At the core of Artificial Intelligence (AI) lies a set of elaborate non-linear, data-driven or implictly-defined machine learning methods and algorithms. The latter however largely rely on "small dimensional intuitions" and heuristics which have recently been shown to be
mostly inappropriate and behave strikingly differently in large dimensions (see for instance the case of kernel spectral clustering in Fig. 1, or semi-supervised learning in Fig. 2). Recent advances in tools from large dimensional statistics, random matrix theory and statistical physics have provided a series of answers to this curse of dimensionality in proposing a renewed understanding and means of
striking improvements through novel algorithms of elementary ML methods for bigdata (in the context of community detection, graph semi surpervised learning, subspace clustering, etc.). Of particular interest is the
random matrix analysis of simple neural network structures.

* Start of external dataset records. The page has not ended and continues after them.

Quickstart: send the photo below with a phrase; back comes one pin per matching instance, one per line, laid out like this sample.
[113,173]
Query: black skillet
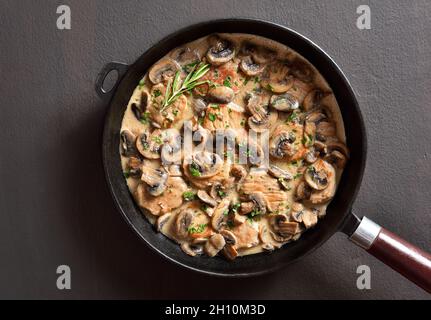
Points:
[400,255]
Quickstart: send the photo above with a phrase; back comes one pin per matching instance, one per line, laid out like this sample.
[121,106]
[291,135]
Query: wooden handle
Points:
[410,261]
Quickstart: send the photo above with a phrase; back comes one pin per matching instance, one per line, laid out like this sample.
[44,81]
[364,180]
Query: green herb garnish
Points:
[189,195]
[175,88]
[197,229]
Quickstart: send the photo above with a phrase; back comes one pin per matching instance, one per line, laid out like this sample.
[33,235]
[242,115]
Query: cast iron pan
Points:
[405,258]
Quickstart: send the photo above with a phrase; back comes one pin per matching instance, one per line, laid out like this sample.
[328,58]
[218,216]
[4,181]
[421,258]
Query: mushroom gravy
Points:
[207,201]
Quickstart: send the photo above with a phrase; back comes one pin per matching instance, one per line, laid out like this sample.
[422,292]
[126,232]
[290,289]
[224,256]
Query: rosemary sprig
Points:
[175,88]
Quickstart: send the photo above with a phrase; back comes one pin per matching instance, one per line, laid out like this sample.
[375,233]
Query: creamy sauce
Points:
[282,196]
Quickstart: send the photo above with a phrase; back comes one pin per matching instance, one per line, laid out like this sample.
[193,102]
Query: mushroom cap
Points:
[284,102]
[221,94]
[221,52]
[250,67]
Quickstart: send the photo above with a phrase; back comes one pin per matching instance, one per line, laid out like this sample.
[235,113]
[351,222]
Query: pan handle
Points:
[119,67]
[402,256]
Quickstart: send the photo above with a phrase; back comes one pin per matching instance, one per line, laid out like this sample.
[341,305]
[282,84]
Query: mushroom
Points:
[283,230]
[268,241]
[230,252]
[171,150]
[206,198]
[323,196]
[205,165]
[220,212]
[162,220]
[229,237]
[183,222]
[134,165]
[221,52]
[163,70]
[238,172]
[317,175]
[220,94]
[199,106]
[214,245]
[309,218]
[303,191]
[250,67]
[155,179]
[264,124]
[191,250]
[276,78]
[313,99]
[297,211]
[281,175]
[149,145]
[259,201]
[127,144]
[284,102]
[282,144]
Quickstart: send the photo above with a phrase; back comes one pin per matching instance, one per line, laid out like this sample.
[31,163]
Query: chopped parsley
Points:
[189,195]
[227,82]
[212,117]
[194,170]
[197,229]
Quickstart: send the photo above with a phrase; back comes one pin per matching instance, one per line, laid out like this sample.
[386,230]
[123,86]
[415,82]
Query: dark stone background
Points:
[55,207]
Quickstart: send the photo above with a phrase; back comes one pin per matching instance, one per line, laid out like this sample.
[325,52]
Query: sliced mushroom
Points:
[171,150]
[206,198]
[199,106]
[205,165]
[323,196]
[250,67]
[313,99]
[134,165]
[229,237]
[220,213]
[284,102]
[309,218]
[239,172]
[267,239]
[221,52]
[191,249]
[155,180]
[282,144]
[264,124]
[183,222]
[297,211]
[230,252]
[149,145]
[214,245]
[303,191]
[162,220]
[317,175]
[221,94]
[163,70]
[127,144]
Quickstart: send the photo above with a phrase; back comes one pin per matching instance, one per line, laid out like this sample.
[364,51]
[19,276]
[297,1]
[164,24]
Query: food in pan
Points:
[232,144]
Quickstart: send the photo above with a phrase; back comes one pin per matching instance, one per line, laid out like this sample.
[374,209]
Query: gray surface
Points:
[55,207]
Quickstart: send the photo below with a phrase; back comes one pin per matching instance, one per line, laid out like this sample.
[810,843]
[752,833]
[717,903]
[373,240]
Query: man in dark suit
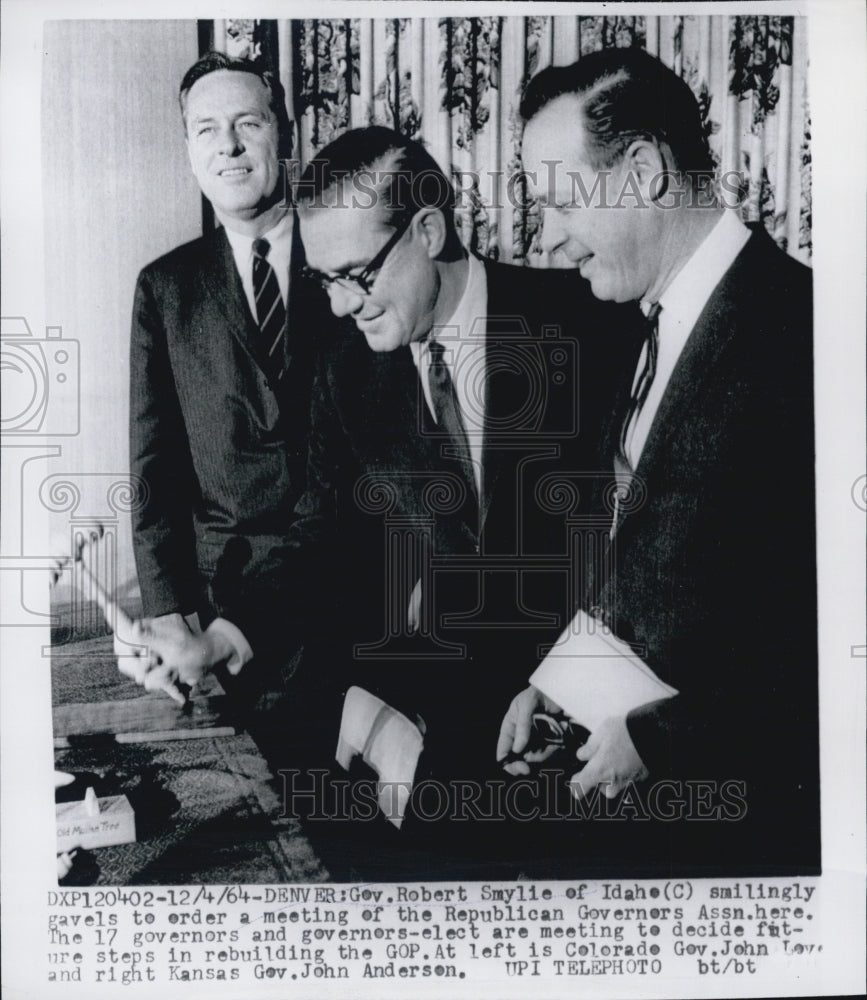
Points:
[220,371]
[709,572]
[434,430]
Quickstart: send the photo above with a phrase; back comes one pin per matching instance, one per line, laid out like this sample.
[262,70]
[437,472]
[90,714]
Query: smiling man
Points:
[457,386]
[709,572]
[219,368]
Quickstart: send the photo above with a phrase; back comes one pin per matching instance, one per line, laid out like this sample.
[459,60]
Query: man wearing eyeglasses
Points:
[435,437]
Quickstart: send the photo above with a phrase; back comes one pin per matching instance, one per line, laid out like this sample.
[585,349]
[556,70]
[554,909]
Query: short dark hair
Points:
[627,94]
[414,179]
[211,62]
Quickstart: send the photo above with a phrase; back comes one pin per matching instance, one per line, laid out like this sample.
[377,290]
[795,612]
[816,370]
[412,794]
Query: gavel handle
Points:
[111,610]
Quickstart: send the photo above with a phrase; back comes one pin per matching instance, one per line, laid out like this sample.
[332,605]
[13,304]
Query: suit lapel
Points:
[224,292]
[695,367]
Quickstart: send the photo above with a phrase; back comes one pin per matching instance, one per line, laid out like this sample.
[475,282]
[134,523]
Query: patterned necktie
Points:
[447,410]
[624,473]
[270,311]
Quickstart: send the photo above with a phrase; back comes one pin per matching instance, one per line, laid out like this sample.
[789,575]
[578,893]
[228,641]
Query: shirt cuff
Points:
[242,652]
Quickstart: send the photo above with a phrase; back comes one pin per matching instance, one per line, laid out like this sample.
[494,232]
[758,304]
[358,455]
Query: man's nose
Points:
[553,234]
[344,302]
[229,142]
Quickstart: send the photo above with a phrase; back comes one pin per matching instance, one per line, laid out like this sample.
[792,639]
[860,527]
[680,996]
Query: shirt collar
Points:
[471,306]
[693,285]
[278,235]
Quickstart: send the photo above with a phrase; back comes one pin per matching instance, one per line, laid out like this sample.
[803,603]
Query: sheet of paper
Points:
[592,675]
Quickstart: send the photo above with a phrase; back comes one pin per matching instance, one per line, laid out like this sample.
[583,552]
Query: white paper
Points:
[593,676]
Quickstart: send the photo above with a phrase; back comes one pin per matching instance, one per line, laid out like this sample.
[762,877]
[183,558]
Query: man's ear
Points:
[648,164]
[430,224]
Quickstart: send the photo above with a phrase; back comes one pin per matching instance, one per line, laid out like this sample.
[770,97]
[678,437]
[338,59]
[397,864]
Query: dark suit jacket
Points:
[497,578]
[713,577]
[220,451]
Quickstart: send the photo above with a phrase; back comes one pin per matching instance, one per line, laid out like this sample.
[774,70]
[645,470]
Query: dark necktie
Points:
[623,469]
[447,411]
[270,311]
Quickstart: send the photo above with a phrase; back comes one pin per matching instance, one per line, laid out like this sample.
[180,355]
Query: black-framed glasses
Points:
[361,283]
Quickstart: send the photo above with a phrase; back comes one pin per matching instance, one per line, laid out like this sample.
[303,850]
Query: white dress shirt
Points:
[463,340]
[681,304]
[279,238]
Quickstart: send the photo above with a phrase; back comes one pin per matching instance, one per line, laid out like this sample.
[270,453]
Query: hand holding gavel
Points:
[158,653]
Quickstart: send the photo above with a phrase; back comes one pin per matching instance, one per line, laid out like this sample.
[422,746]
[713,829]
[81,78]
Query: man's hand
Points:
[172,653]
[515,732]
[612,761]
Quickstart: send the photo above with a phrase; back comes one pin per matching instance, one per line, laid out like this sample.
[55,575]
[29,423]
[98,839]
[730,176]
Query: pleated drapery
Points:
[456,82]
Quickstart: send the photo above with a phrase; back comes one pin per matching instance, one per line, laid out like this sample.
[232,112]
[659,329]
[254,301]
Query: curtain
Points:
[456,83]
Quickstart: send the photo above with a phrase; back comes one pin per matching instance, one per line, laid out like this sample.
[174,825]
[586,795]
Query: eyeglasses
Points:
[362,283]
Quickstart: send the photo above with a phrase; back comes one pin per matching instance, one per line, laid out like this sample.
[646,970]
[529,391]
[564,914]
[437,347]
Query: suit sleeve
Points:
[163,534]
[291,597]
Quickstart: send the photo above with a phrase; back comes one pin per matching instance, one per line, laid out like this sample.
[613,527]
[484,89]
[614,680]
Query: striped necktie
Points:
[447,411]
[624,471]
[270,311]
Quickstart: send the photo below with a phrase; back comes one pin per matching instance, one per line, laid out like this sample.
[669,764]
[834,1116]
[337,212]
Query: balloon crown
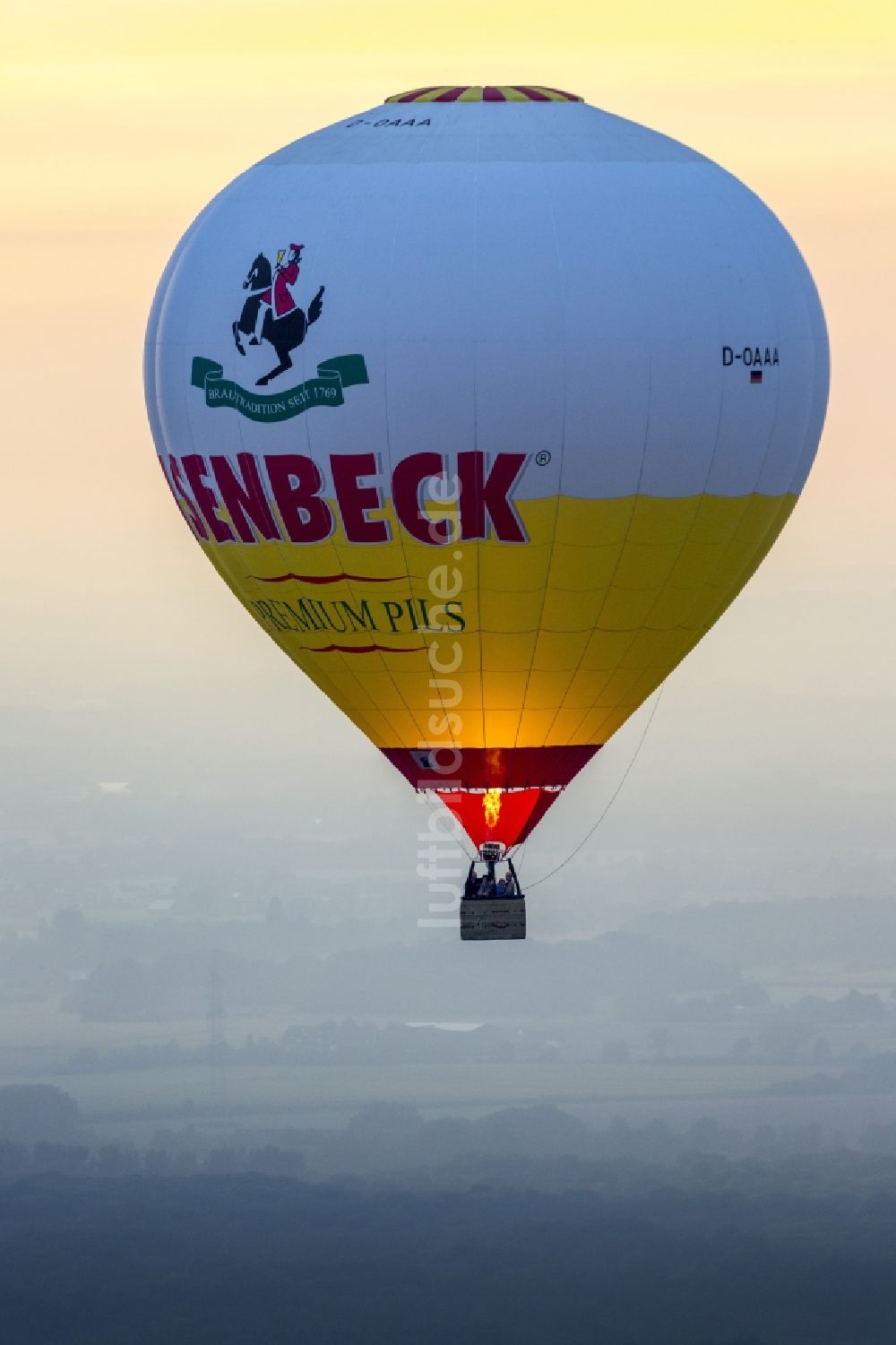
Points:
[485,93]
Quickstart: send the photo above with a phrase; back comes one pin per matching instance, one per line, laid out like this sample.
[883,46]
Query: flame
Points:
[491,807]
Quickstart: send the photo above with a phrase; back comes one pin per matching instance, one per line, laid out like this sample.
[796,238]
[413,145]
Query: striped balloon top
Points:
[485,93]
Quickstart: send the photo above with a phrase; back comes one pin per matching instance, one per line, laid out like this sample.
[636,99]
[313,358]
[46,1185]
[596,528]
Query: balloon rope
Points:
[612,798]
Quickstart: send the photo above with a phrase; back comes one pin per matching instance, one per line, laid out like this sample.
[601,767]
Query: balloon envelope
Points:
[486,404]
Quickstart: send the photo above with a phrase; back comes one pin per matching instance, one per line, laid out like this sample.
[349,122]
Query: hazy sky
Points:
[121,120]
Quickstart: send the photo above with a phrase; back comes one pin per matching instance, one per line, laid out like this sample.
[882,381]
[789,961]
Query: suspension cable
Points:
[609,803]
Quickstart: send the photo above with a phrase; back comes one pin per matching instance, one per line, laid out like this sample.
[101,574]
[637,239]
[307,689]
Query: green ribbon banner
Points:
[324,391]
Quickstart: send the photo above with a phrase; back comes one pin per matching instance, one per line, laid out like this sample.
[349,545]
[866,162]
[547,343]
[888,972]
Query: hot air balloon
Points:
[501,437]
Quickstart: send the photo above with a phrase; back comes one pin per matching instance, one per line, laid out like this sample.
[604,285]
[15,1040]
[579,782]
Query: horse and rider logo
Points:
[271,314]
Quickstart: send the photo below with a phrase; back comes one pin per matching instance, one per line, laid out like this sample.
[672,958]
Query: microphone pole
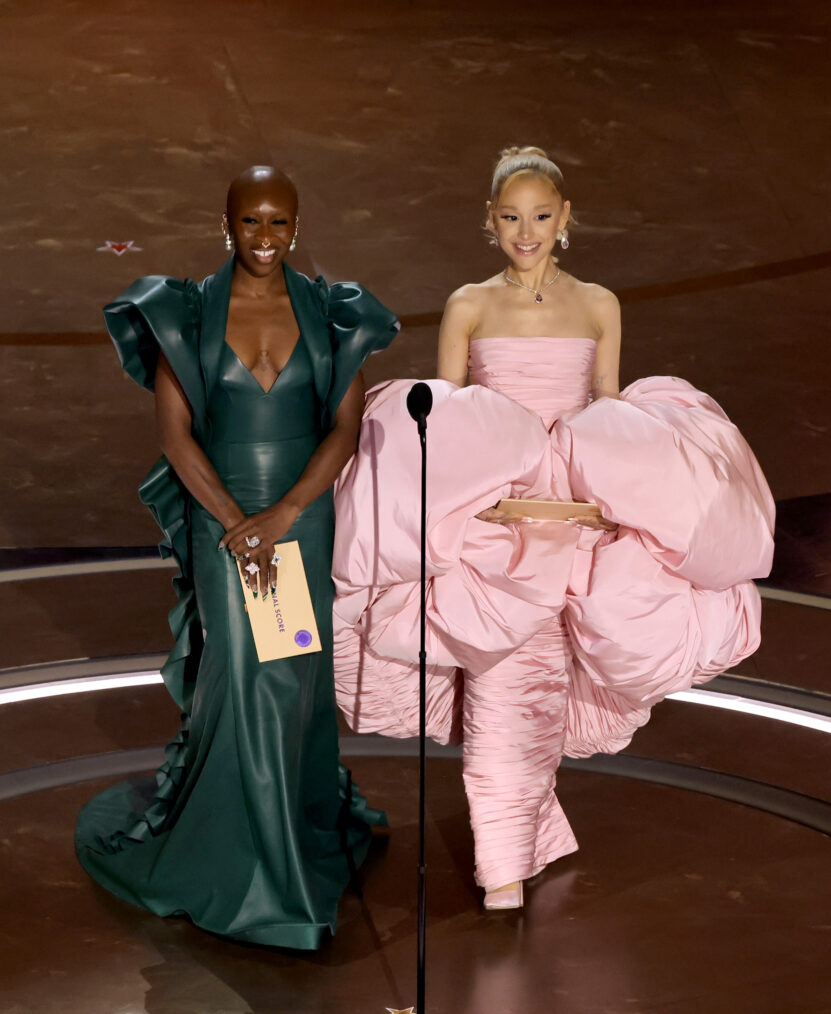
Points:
[419,404]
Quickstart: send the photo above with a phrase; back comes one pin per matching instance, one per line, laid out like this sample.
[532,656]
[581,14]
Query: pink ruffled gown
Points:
[543,639]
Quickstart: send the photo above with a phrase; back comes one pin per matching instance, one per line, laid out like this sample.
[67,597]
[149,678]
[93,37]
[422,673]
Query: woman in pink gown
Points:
[544,639]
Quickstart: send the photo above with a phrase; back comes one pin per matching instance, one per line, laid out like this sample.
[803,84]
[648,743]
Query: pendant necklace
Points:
[537,292]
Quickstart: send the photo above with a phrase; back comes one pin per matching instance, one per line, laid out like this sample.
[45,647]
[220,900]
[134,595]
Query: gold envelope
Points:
[546,510]
[283,622]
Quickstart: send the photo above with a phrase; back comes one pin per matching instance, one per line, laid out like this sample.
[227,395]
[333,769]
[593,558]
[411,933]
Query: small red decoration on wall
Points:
[120,247]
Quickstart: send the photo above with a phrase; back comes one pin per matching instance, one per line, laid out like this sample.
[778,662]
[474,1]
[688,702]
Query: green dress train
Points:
[250,827]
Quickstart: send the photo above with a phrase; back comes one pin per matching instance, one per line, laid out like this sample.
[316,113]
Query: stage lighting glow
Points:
[761,709]
[83,684]
[708,699]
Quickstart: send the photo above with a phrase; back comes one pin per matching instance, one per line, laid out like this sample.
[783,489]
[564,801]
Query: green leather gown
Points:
[251,825]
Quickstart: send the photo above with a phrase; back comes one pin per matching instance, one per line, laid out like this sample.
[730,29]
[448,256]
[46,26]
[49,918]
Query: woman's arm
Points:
[458,322]
[173,423]
[324,466]
[606,378]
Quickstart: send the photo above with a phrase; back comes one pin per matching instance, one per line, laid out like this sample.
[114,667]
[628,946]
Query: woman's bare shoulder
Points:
[468,301]
[473,292]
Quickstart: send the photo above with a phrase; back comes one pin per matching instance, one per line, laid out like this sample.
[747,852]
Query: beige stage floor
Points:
[694,140]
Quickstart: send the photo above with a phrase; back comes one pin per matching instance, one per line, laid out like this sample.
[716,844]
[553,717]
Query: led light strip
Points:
[82,684]
[761,709]
[709,699]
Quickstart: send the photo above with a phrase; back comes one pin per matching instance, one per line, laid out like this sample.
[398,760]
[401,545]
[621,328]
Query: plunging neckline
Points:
[247,369]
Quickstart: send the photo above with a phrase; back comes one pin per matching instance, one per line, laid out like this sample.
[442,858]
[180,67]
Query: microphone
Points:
[419,404]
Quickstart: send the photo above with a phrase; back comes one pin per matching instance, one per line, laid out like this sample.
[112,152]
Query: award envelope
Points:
[283,622]
[545,510]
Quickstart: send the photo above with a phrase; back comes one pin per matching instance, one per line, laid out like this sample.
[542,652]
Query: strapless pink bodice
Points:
[550,376]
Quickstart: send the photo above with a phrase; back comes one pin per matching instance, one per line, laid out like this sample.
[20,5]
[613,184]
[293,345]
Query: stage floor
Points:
[695,146]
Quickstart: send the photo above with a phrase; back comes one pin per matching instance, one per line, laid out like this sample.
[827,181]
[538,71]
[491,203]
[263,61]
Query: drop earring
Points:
[229,243]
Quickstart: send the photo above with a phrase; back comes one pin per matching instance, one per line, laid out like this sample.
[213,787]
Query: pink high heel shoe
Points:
[509,896]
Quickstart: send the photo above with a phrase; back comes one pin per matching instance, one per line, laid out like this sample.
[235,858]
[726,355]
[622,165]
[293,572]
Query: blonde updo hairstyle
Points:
[515,162]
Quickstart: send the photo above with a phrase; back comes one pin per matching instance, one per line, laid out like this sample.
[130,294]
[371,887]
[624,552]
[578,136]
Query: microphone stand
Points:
[420,402]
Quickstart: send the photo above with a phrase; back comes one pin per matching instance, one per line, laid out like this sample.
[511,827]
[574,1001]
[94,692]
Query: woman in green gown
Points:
[250,828]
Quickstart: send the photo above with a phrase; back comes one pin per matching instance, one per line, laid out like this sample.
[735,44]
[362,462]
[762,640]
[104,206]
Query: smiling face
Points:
[261,217]
[526,219]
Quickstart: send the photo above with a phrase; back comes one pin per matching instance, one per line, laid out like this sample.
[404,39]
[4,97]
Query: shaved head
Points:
[258,180]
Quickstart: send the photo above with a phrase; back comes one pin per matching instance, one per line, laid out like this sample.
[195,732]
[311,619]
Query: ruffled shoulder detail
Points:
[162,492]
[359,324]
[159,313]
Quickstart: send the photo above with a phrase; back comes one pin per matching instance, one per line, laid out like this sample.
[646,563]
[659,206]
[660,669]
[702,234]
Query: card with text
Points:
[283,621]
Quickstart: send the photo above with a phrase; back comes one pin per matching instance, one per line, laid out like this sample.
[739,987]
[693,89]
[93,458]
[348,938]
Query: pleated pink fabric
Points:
[542,639]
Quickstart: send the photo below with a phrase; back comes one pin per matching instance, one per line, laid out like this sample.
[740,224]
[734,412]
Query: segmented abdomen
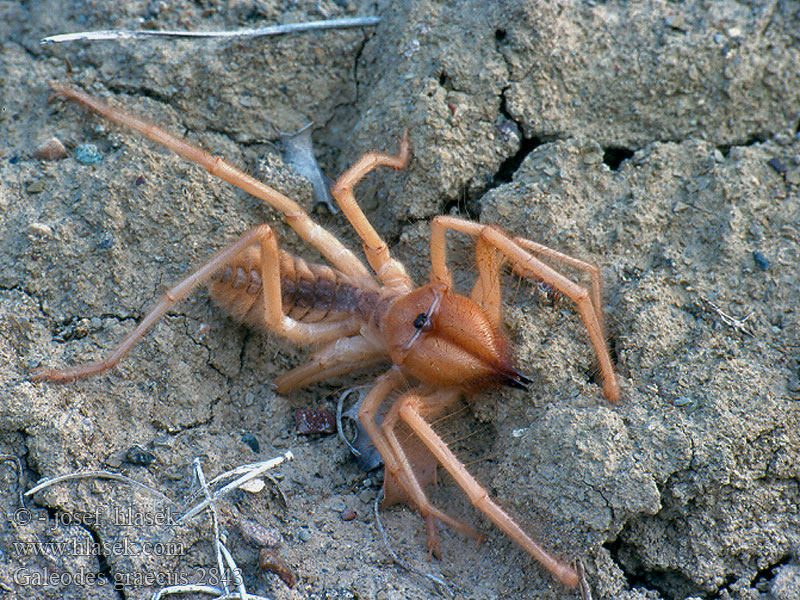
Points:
[309,292]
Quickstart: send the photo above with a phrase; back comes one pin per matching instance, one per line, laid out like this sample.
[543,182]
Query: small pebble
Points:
[138,456]
[51,149]
[42,229]
[776,164]
[258,535]
[270,560]
[251,441]
[337,505]
[347,514]
[88,154]
[35,187]
[762,262]
[311,420]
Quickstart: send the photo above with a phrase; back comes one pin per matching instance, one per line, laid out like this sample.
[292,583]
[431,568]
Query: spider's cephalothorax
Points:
[445,339]
[439,343]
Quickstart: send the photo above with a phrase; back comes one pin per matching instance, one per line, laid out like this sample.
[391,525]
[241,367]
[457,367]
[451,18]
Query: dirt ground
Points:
[659,140]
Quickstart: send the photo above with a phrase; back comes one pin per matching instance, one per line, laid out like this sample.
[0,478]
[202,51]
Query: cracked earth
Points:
[659,140]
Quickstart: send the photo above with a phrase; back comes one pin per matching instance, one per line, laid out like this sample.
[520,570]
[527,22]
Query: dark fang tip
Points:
[516,380]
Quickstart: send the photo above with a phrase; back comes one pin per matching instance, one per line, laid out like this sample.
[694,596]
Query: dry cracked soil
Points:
[658,140]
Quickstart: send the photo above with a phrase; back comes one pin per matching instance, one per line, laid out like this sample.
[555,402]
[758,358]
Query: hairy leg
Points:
[525,263]
[409,413]
[330,247]
[389,271]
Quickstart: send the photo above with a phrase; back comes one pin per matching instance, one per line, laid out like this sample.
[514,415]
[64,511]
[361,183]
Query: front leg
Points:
[524,263]
[409,411]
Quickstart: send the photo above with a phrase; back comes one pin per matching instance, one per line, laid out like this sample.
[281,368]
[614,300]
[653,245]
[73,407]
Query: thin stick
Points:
[95,475]
[440,584]
[253,471]
[201,480]
[121,34]
[202,589]
[18,463]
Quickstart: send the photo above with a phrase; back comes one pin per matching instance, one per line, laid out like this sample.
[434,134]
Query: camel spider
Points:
[445,343]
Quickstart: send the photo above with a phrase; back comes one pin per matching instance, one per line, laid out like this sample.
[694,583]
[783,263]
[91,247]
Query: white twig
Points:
[440,583]
[120,34]
[201,480]
[730,321]
[18,463]
[95,475]
[251,472]
[202,589]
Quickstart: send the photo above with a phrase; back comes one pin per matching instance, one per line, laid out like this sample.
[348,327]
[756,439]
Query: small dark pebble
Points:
[348,514]
[51,149]
[251,441]
[88,154]
[258,535]
[105,243]
[138,456]
[313,420]
[776,164]
[270,560]
[762,262]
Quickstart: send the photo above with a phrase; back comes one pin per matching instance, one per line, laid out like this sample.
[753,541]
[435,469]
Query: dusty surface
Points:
[640,138]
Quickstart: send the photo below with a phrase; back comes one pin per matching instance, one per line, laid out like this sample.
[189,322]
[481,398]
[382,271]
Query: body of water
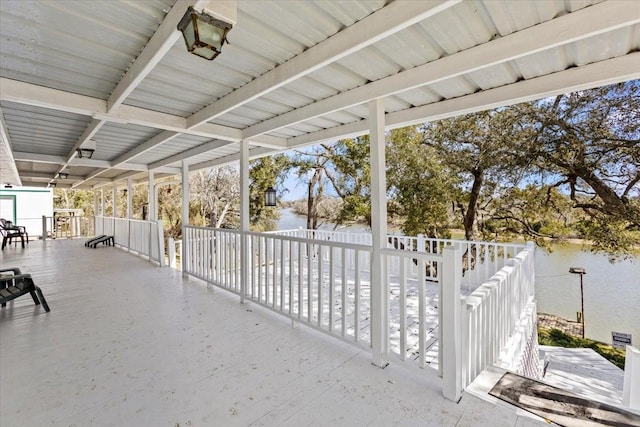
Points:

More importantly, while mostly relying on simple modelling (iid Gaussian, simple mixture models, etc.), these tools are adequate and resiliant to realistic datasets, as they provably demonstrate
universality features. Precisely, leveraging on a new approach to the concentration of measure theory, these results
fully explain realistic advanced ML algorithm behaviors, such as deep learners and GANs (see Fig. 3).
The GSTATS and MIAI LargeDATA chairs aim at gathering these findings in a coherent new
random matrix paradigm for big data machine learning. In particular, the project relies on innovative key theoretical directions:
- (i) large dimensional statistics (random matrix theory) for the analysis and improvement non-linear optimization, kernel methods, generalized linear mixed models, etc.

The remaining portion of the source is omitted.